Aury Lopes Jr. ensina que, em caso de concurso de agentes e/ou crimes, deverá haver uma clara definição da conduta de cada agente, sendo inadmissível uma denúncia genérica que não faça a individualização da conduta praticada por cada réu [1].

Quanto aos eventuais crimes praticados em face das instituições democráticas (artigos 359-L e 359-M do Código Penal), a descrição individualizada da conduta daqueles presos em flagrante no interior das sedes dos Poderes não deverá gerar maiores discussões: todos aqueles que invadiram os prédios públicos na tarde do dia 8 de janeiro parecem ter sido munidos da mesma intenção: mais que um "protesto passivo", utilizaram-se da violência para tentarem implementar um golpe de Estado — ainda que o autojulgamento de suas próprias capacidades possa ter sido hiperbólico.
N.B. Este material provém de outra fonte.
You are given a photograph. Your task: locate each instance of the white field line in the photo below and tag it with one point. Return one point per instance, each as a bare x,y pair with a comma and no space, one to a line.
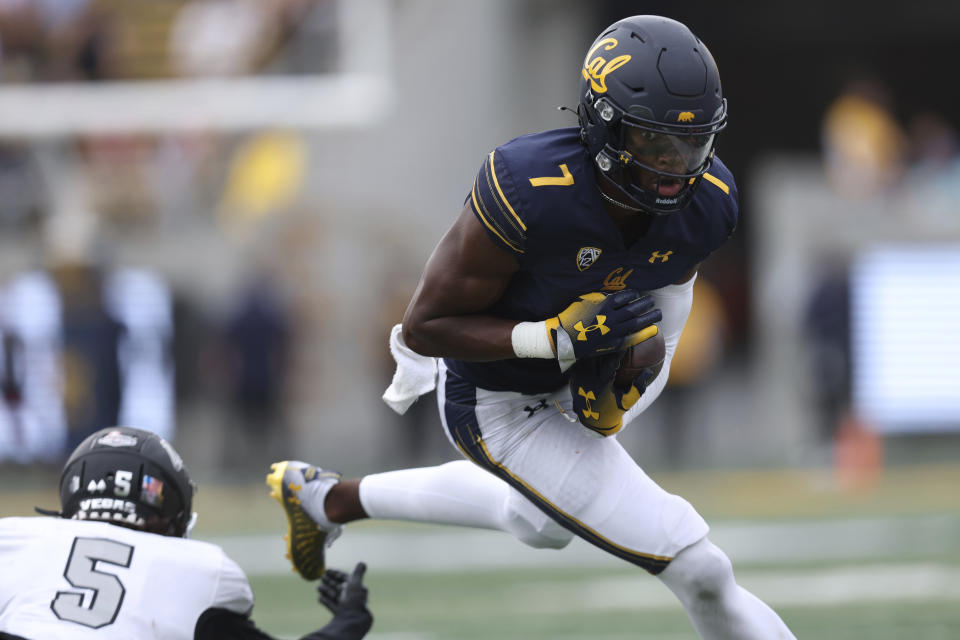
433,549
Entretanto, como proceder em relação as condutas graves praticadas em face do patrimônio público, histórico e cultural guarnecido no interior de tais prédios, já que, ainda que eventuais crimes de dano possam ser eventualmente absorvidos pelos crimes contra o Estado Democrático de Direito, é certo que as graves condutas poderão servir para exasperar a reprimenda estatal.

A solução para isso poderá estar no estudo dos crimes multitudinários.

Referidos crimes podem ser classificados como aqueles praticados por uma multidão em tumulto, que deliberadamente e espontaneamente se organiza para a prática de um comportamento comum contra pessoas ou coisas[2].

Em algumas situações, especialmente nesses crimes multitudinários, é impossível especificar a contribuição individual de cada participante para a realização do delito. Isso é muito comum quando os agentes atuam de forma indistinta e difusa para cometer as infrações. Seria possível, assim, a acusação contra todos os agentes por participação englobada [3].

O Ministério Público do Estado de São Paulo, inclusive, aprovou sua tese de número 423, pela qual, "nos crimes multitudinários e de participação englobada, não se exige a descrição minuciosa de conduta de cada coautor, bastando a demonstração de um liame entre o agir e a prática delituosa, a permitir o exercício da ampla defesa".

Evidentemente, não apenas as ações criminosas de 8 de janeiro necessitam serem apuradas minuciosamente através de instrumentos próprios de investigação como o próprio reflexo processual penal dos crimes multitudinários merece um aprofundado estudo, o qual este singelo e breve artigo de opinião não se propõe a desenvolver. Para quem deseja verticalizar o estudo sobre o assunto, recomendamos a leitura do livro Crimes Multitudinários – Homicídio Perpetrado por Agentes em Multidão, de Márcio Augusto Friggi de Carvalho.

De qualquer forma, é essencial que o sistema de Justiça aja de forma efetiva para que as lamentáveis cenas não se repitam, para que os criminosos sejam responsabilizados e para que o Estado Democrático de Direito brasileiro possa se reerguer ainda mais forte desse triste episódio.

 


[1] LOPES JUNIOR, Aury. "Direito Processual Penal" São Paulo: Editora Saraiva, 2021.

[2] JESUS, Damásio. Direito Penal. Vol. 1. 37ª ed.. São Paulo: Editora Saraiva, 2020.

[3] BOSCHI, José Antonio Paganella. “Ação Penal”. 2ª ed.. Rio de Janeiro: Aide Editora, 1997.